All other minerals are not necessary in the specific stress situation and are not absorbed in the intended form. There is also a risk that these minerals may be useful in a single dose, but can lead to an overdose over several hours. For this reason, we completely avoid adding minerals. Magnesium, for example, has to be stored in the form of a depot over several days anyway. Acute supply in the stress situation therefore makes no sense at all.
Example potassium:
Potassium and magnesium complement each other in their effects. A maximum of 150mg of potassium should be consumed per 750ml (one drinking bottle). If we calculate this over a long distance of 12 hours with one drinking bottle each, that means that the athlete would consume a total of 1800mg of potassium. That is then combined with 100mg of magnesium per hour, which would mean that the total intake would be 1200mg. This combination is very likely to have a laxative effect. In addition, potassium can lead to vomiting and nausea in large quantities. But taking potassium during exertion makes no sense at all. Potassium is necessary for building up glycogen stores and is stored with them.
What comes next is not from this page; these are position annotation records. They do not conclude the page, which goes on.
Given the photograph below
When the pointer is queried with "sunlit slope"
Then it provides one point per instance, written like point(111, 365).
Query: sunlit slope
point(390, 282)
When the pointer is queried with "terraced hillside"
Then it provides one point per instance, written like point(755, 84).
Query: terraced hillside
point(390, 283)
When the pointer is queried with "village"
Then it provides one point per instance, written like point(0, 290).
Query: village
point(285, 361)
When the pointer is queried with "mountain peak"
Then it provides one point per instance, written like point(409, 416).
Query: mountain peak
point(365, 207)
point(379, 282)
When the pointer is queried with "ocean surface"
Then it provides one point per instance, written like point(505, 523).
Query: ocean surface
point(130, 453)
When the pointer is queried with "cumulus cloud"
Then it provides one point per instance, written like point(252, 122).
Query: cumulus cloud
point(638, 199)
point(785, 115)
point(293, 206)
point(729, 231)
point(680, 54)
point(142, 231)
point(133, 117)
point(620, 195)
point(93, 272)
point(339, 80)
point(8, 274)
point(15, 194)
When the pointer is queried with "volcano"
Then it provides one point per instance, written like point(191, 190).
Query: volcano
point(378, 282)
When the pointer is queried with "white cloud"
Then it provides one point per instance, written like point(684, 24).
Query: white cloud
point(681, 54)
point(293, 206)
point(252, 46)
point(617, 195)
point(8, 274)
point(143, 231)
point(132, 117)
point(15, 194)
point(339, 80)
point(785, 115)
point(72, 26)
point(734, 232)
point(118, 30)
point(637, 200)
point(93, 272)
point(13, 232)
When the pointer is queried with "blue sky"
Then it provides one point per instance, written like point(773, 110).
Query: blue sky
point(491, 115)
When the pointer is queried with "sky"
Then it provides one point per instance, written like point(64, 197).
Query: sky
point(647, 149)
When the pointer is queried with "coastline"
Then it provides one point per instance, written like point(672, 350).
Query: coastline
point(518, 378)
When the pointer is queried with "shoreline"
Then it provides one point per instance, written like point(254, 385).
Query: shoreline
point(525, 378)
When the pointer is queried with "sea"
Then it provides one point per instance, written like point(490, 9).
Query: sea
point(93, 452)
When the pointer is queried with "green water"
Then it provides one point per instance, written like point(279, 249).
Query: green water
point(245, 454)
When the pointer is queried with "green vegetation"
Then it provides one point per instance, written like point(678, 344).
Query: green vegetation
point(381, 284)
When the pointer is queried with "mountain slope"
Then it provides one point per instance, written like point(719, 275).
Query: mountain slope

The release of the necessary potassium during exertion occurs in conjunction with the glycogen stores. So with proper preparation, there is enough potassium stored in the body. The same applies to magnesium. The depot is important here. Intake during exertion carries the risk of having a laxative effect and only putting additional strain on the stomach and intestines. That is why we do not use these additives.
Please note that nutritional supplements are always just a supplement to a balanced diet. There are many foods that contain sufficient potassium ( Info DGE ). It is therefore much more sensible to get enough in preparation for exercise and/or competition in order to have the necessary reserves available during exercise/competition.